Reflecting upon the publishing industry in 2014, I don’t think it has been a year of sudden changes, but rather an ever-increasing groundswell of small changes that are becoming more ubiquitous:
* More publishers than ever before are moving their catalogs and other publicity materials online. Quite a few have completely discontinued their printed catalogs, to save both money and trees.
* More industry communication and commerce than ever before is online. Amazon remains the supreme online juggernaut, but I often see booksellers, from large companies to self-published indie authors, selling on their own sites as well as Amazon’s.
* Smartphones and tablet computers with internet access are increasingly integrated into commerce, socialization, and everyday life. Scannable QR codes more prevalent than ever.
I had a moment of revelation when I saw an individual state, completely serious, that “A smartphone is a necessity.” To him, a smartphone is as important as food and water, because it is an invaluable tool for career networking and workplace efficiency, helping him earn money to pay for his groceries and utilities!
* Ebooks and digital music/audio downloads are more widespread and user-friendly than ever. It is gradually becoming the exception, not the rule, for a printed book to have no ebook version. It is exceedingly rare for a music CD not to have a digital version. Ebook/digital music copies are sometimes sold together with the physical copy, offering the best of both worlds in one package.
* Digital piracy is also more widespread than ever. It generally doesn’t stop e-publishing from being profitable due to extremely low startup and distribution costs, but that doesn’t mean it’s a victimless crime. The ones hurt most are indie authors living on the margins; the size of their royalties determines whether they can write for a living full-time, and digital piracy cuts into that.
I remain convinced that the printed book is never going to fade away completely, just as physical stores aren’t going to be completely replaced by their online counterparts. But a hybrid future is taking shape; a future where every physical book purchase comes with an included ebook version, and every brick-and-board retailer also uses the Internet to secure their bottom line.

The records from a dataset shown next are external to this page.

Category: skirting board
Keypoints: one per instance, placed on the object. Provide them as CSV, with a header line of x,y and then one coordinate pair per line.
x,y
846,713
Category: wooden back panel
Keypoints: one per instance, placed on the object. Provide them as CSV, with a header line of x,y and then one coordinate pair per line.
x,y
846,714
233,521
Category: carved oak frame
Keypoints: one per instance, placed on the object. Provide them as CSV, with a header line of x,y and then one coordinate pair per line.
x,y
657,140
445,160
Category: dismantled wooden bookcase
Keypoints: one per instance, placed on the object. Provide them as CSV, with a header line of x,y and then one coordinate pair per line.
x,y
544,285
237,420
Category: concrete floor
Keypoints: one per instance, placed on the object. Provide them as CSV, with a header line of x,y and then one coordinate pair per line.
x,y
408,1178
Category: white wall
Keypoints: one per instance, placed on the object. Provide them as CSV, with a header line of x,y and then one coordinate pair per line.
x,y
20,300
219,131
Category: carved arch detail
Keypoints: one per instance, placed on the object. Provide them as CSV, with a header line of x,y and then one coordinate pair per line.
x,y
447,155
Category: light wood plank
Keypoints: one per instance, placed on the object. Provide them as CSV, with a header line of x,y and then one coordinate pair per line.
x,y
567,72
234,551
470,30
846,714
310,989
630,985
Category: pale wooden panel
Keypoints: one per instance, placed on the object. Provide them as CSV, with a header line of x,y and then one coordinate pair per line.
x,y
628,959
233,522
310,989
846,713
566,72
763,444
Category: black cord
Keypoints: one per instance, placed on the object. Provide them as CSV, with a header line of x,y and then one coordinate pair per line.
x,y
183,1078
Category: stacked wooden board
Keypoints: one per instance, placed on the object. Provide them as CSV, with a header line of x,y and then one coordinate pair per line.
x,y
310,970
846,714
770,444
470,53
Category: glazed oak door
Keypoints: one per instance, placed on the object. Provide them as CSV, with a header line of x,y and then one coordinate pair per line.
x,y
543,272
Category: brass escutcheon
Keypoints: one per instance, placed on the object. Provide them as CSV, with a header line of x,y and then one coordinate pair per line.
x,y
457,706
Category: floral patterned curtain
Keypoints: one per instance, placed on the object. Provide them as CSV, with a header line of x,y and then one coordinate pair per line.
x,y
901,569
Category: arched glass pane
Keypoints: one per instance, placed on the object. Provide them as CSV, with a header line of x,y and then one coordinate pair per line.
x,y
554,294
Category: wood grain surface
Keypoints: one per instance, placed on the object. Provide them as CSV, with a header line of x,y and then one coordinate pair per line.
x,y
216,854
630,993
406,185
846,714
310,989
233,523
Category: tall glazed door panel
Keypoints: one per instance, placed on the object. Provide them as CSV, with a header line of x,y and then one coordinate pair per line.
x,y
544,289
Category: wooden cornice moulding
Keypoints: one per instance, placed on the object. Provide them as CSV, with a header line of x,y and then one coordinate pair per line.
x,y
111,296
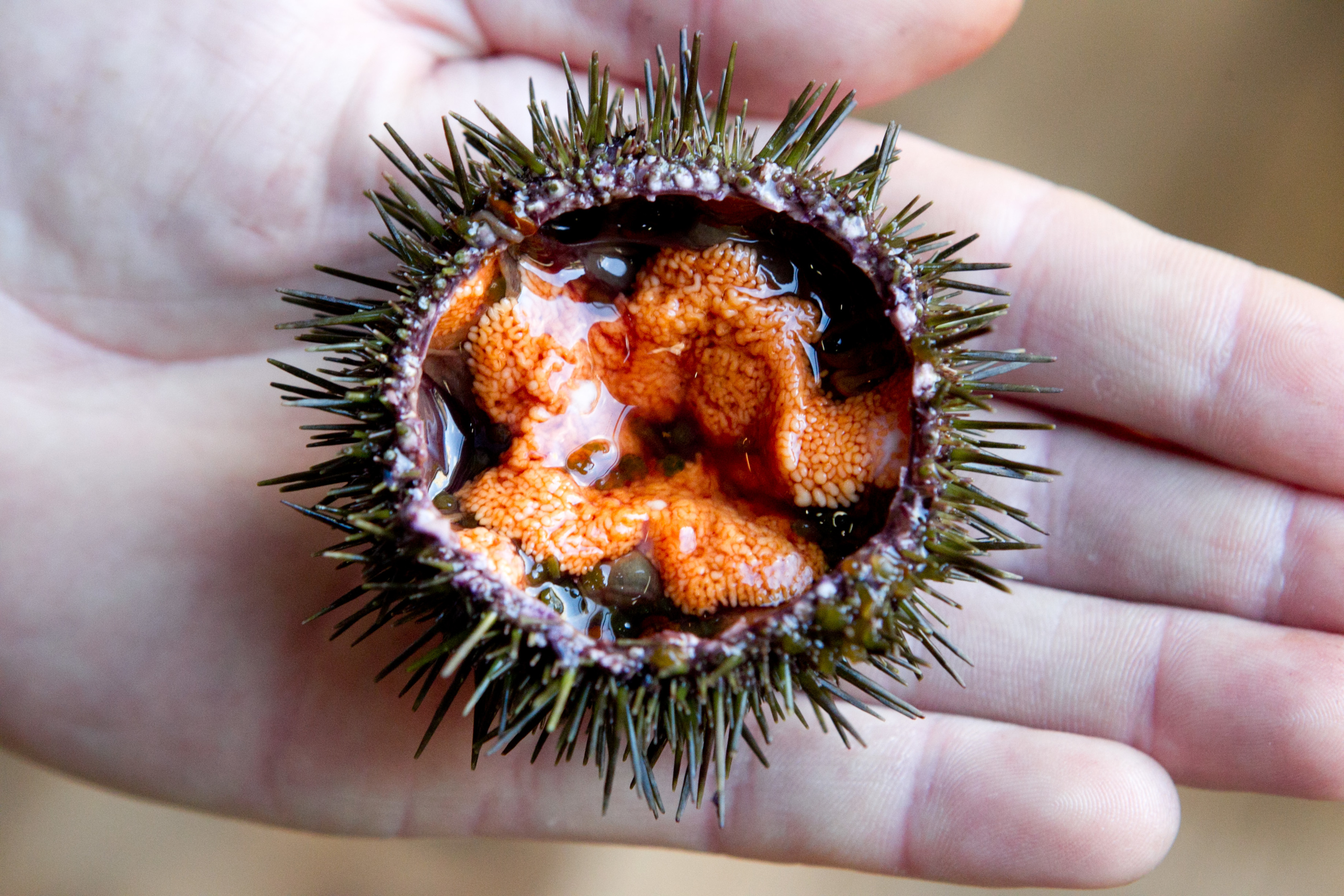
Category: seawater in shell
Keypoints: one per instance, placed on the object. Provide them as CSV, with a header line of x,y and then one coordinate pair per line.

December’s Link of the month is an excellent website to help one keep pace with exciting new technological changes: the Pew Research Center’s Internet Project
I recommend checking out their current front-page article, “Technology’s Impact on Workers”. “Email remains the most important digital tool for workers. Just 7% of online job holders say the internet makes them less productive at work, but 35% say they spend more time working because of the internet, email and cell phones.”
On to December’s Review of the Month. This title sheds light on an enduring societal problem, and gives voice to the voiceless:
Silent Voices
Robert L. Okin, MD
Golden Pine Press
38 Miller Avenue, #121
Mill Valley, CA 94941
9780996077705 $19.95
Practicing psychiatrist, professor, and former commissioner of mental health Robert L. Okin, MD presents Silent Voices: People with Mental Disorders on the Street, a sobering portrait of homeless mentally ill individuals. Photographic portraits (mostly in color, some black-and-white) are paired with text passages about each profiled individual – sometimes their first-person testimony, sometimes their response to interview questions, and Okin’s candid accounts of his encounters with them. One homeless man candidly observes, “If the city really wanted to do something to help them, it’s gotta do something other than put ’em back on the street, give ’em a welfare check, and expect them to use it to pay for a shitty, overpriced, depressing little room. People would rather live on the streets, smoke crack, and take their chances on getting arrested again. You gotta give ’em something they view as too valuable to lose if they get caught again, like real housing.” The closing chapter is Okin’s straightforward assessment of how deinstitutionalization led to an epidemic of homeless mentally ill, and how criminalization of the homeless has exacerbated the problem. Silent Voices shines a spotlight on a serious, ongoing social problem in America, and is worthy of the highest recommendation.
That’s all for the December 2014 Beth Cox Report, and soon, 2014 itself. Happy new year!